Burada söylenen çok kaba olarak şudur: “Teknolojinin büyüme için içsel bir faktör olması ve yaygınlaşarak verimliliği artırması, bütün firmaların teknolojiye herhangi bir mal gibi ulaşabilecekleri bir ekonomiyi öngörür.” Ancak bunun olabilmesi için devlet, bilgiye tam ulaşım için rekabet ortamını sağlamalı, etkin para ve maliye politikalarıyla bunu desteklemeli ve etkin eğitim, kamu politikalarını uygulamalıdır. Bu büyüme/kalkınma yaklaşımı, gelişmiş ekonomilerle/gelişmekte olan ekonomiler arasında “tam yakınsamanın” olabileceğini öngörmektedir.
Teknoloji ve İHA örneği...
Bunun -modelin- iki önemli çıkarımı vardır; a) içinde bulunduğumuz yüzyılda -bilgi ekonomileri çağında- teknoloji yaygın kullanabilir bir metadır ve buna herkes ulaşabilir, teknoloji rantı yoktur ama fiyatı vardır, b) birinci çıkarımdan hareketle, şimdiye değin fiyatına razı olsa da, gelişmiş ülkeler izin vermedikçe teknolojiye ulaşamayan gelişmekte olan ülke devletleri, gerekli adımları atarlarsa ve kendilerine dayatılan ortodoks ekonomi politikalarından sıyrılırlarsa, çok hızlı olarak, gelişmiş ülkeler seviyesine gelebilir hatta burayı geçebilir. Tam burada Cumhurbaşkanı Erdoğan’ın şu sözlerini hatırlayayım: “Parasını verdiğimiz halde bunları (İsrail’den ya da ABD’den alınmak istenen İHA ve benzeri teknolojili savunma sistemleri kastediliyor) vermediler. Kötü komşu insanı ev sahibi yaparmış, biz de gerekli adımları attık ve bunların bize vermediği İHA’lardan çok daha iyisini yaptık.” İşte bu konumuz açısından çok güzel ve çok somut bir örnektir. Cumhurbaşkanımızın “daha iyisi” dediği İHA’lar nasıl yapıldı? Burada üç önemli husus var; birincisi bu girişimi destekleyen güçlü bir liderlik ve devlet, ikincisi bu girişimin teknolojisinin içselleşmesini sağlayacak bir eko-sistem ve üçüncüsü kararlı, donanımlı inanmış bir girişimci. Ancak bu başarılı ama münferit örneğin tüm ekonomi için yaygınlaşması önemlidir.
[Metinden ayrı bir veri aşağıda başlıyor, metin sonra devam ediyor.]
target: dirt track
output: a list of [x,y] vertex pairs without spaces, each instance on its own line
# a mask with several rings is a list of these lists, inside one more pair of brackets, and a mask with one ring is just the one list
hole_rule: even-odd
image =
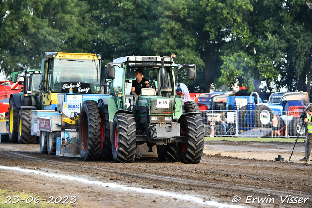
[[[206,142],[206,155],[201,163],[188,165],[156,160],[84,162],[42,155],[39,145],[0,143],[0,188],[25,190],[47,199],[75,196],[77,201],[73,205],[78,207],[311,208],[312,162],[297,162],[303,156],[302,144],[292,158],[296,162],[267,160],[280,154],[288,160],[293,145]],[[281,196],[284,200],[289,195],[309,199],[305,203],[287,203],[287,199],[282,203]],[[241,201],[232,202],[236,195]],[[247,196],[253,196],[247,202],[258,197],[264,203],[256,199],[245,204]],[[275,203],[266,203],[264,197]]]

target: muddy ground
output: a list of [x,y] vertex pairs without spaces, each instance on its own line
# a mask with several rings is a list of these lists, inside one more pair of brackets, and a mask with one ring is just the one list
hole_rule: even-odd
[[[74,207],[312,207],[312,162],[298,161],[302,143],[288,162],[292,143],[205,142],[195,165],[85,162],[41,154],[39,145],[2,143],[0,188],[48,200],[76,196]],[[277,155],[287,161],[274,161]]]

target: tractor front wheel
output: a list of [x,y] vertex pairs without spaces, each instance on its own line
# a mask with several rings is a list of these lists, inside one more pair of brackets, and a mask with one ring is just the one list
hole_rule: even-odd
[[136,147],[136,129],[132,114],[115,115],[112,126],[112,151],[115,162],[133,162]]
[[47,132],[48,154],[49,155],[55,155],[57,150],[57,137],[60,137],[60,131],[56,131]]
[[36,136],[31,135],[31,110],[20,109],[18,123],[18,140],[19,144],[35,144]]
[[198,163],[201,160],[205,140],[204,124],[199,114],[185,116],[181,122],[186,142],[179,142],[180,160],[183,163]]
[[82,160],[98,160],[101,121],[98,103],[86,100],[81,106],[79,128],[79,149]]

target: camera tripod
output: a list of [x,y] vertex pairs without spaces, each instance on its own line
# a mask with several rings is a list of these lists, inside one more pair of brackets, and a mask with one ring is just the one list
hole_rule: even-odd
[[[299,137],[300,135],[300,133],[301,132],[301,131],[302,130],[302,129],[303,129],[304,131],[303,132],[303,141],[305,141],[305,139],[307,138],[307,123],[303,121],[302,121],[302,125],[301,125],[301,127],[300,127],[300,130],[299,131],[299,133],[298,133],[298,136],[297,136],[297,139],[296,139],[296,141],[294,142],[294,145],[293,146],[293,148],[292,148],[292,154],[291,154],[291,156],[290,157],[289,157],[289,161],[291,161],[291,158],[292,158],[292,152],[293,152],[293,150],[294,150],[294,147],[296,146],[296,144],[297,144],[297,141],[298,141],[298,139],[299,139]],[[304,152],[305,152],[305,153],[306,154],[306,155],[305,156],[305,157],[307,156],[306,149],[307,149],[307,145],[306,144],[305,145],[305,148],[304,148]]]

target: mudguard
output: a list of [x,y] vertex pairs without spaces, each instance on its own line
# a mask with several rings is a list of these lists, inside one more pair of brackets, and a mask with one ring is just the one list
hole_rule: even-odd
[[35,106],[20,106],[21,109],[34,109],[37,110],[37,108]]
[[[115,98],[111,96],[99,97],[98,100],[98,103],[99,103],[100,102],[103,102],[104,105],[107,105],[107,107],[108,107],[109,122],[112,122],[114,116],[115,115],[115,113],[116,112],[117,110],[119,108],[118,108]],[[110,112],[113,112],[113,113],[110,113]]]
[[20,109],[20,100],[21,100],[21,95],[20,93],[12,93],[10,95],[10,99],[13,99],[16,107]]

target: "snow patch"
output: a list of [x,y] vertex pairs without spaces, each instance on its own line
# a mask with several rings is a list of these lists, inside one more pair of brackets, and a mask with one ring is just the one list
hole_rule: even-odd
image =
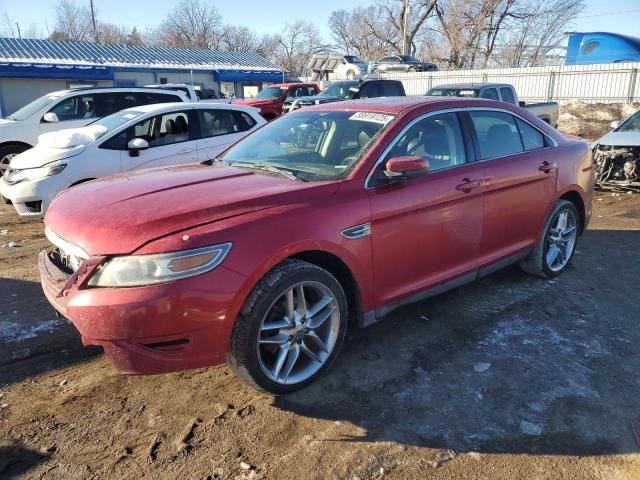
[[50,333],[63,325],[62,320],[44,320],[32,325],[25,325],[9,320],[0,321],[0,340],[8,343],[19,343],[37,337],[40,333]]
[[86,145],[107,133],[104,125],[87,125],[57,132],[43,133],[38,137],[38,147],[71,148]]

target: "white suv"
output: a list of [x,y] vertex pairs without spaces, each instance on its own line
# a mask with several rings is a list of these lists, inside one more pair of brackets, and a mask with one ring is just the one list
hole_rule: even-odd
[[360,57],[355,55],[343,55],[342,61],[333,70],[336,78],[347,78],[349,80],[355,77],[367,74],[367,64]]
[[89,87],[48,93],[0,119],[0,177],[11,158],[34,146],[43,133],[83,127],[137,105],[188,101],[181,91],[156,88]]
[[42,217],[58,192],[120,172],[202,162],[264,125],[259,110],[221,103],[129,108],[91,125],[42,135],[0,178],[0,199]]

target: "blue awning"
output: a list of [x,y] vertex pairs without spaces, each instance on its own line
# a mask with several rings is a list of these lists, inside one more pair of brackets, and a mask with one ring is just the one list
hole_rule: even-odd
[[53,65],[0,63],[0,77],[55,78],[63,80],[113,80],[112,67],[95,65]]
[[215,70],[213,78],[217,82],[282,82],[282,72],[274,70]]

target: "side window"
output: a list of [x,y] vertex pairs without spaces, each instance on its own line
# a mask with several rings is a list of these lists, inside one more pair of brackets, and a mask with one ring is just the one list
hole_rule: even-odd
[[480,94],[480,98],[488,98],[489,100],[498,100],[498,92],[495,88],[487,88]]
[[145,123],[135,125],[134,128],[136,137],[140,136],[138,133],[143,133],[141,138],[147,140],[150,147],[193,140],[189,132],[188,112],[171,112],[153,117],[150,128],[147,127],[146,134]]
[[513,90],[509,87],[501,87],[500,95],[502,95],[502,101],[510,103],[511,105],[516,104],[516,98],[513,96]]
[[525,150],[537,150],[547,146],[545,137],[537,128],[533,128],[527,122],[516,118],[518,123],[518,129],[520,130],[520,136],[522,137],[522,144]]
[[464,139],[458,116],[442,113],[420,120],[402,134],[385,160],[405,155],[425,158],[431,165],[431,171],[465,164]]
[[209,138],[248,130],[246,125],[243,126],[241,124],[241,117],[236,115],[236,113],[239,112],[225,109],[198,110],[200,136],[202,138]]
[[513,115],[503,112],[469,112],[480,144],[482,159],[514,155],[523,151]]
[[55,113],[61,122],[80,120],[83,118],[97,118],[93,94],[69,97],[62,100],[49,111]]

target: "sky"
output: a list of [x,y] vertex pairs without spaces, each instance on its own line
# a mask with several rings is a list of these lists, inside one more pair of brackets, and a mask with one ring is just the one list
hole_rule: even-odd
[[[208,0],[214,4],[226,23],[244,25],[259,33],[276,33],[286,21],[312,21],[329,38],[327,21],[332,11],[368,5],[373,0]],[[76,3],[89,0],[76,0]],[[52,27],[55,0],[0,0],[0,16],[5,13],[26,31],[35,24],[46,32]],[[94,0],[98,16],[104,22],[146,27],[162,21],[175,2],[159,0]],[[640,37],[640,0],[586,0],[586,8],[572,31],[608,31]]]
Bunun da olması için gelişmekte olan ülkelerin geleneksel -ortodoks- para ve maliye politikalarından ayrılması ve bu yeni paradigmaya uygun ekonomi-politika çerçevesine geçmeleri gerekir.
Bir önceki yazıda vurguladığımız şu tezi tekrar edelim:
“Merkantilist-lerden beri sömürgeci-emperyalist ülkeler lehine düzenlenen büyüme paradigmaları da değişmeye başladı. Hatta birbirine tepki olarak geliştirilen Keynesgil ve Liberal teoriler -birlikte- gelişmekte olan ülkelere aynı çıkmazı dayatmıştır. O da şudur: “Gelişmekte olan ekonomiler, gelişmiş ülkelerden ya da hâkim finans sisteminden borçlandığı/borçlanacağı ve bu borçları ödeme kapasitesi kadar büyüyebilir/kalkınabilir. Kalkınma doğrudan borç ödeme kapasitesidir. Para ve maliye politikası çerçevesi de buna göre şekillendirilir. Gelişmekte olan ülkeler, hele hele dünya ortalamasının üzerinde büyürlerse bu sözüm ona felakettir.”
İşte Türkiye’nin tam bu sıralar bağımsız, güçlü bir ülke olarak bu kısır döngünün dışına çıkması gerek. Piyasa da, rasyonel ekonomi de tam burada başlar.”
İki büyük adım...
Bu ekonominin adımlarını atmaya başladığımız andan itibaren, yalnız uzun dönemli yeni bir kalkınma yolunu konuşmaya başlamayacağız, bugün çok güncel enflasyon, cari açık ve işsizlik gibi temel sorunlarımızın üstesinden de gelmek üzere köklü reformları yapmaya başlayacağız.
Burada iki önemli değişim önemli; birincisi, yukarıda vurguladığımız gibi, para ve maliye politikaları çerçevesi, ikincisi dışa tam açık ve rekabetçi bir ekonominin ödünsüz oluşturulması.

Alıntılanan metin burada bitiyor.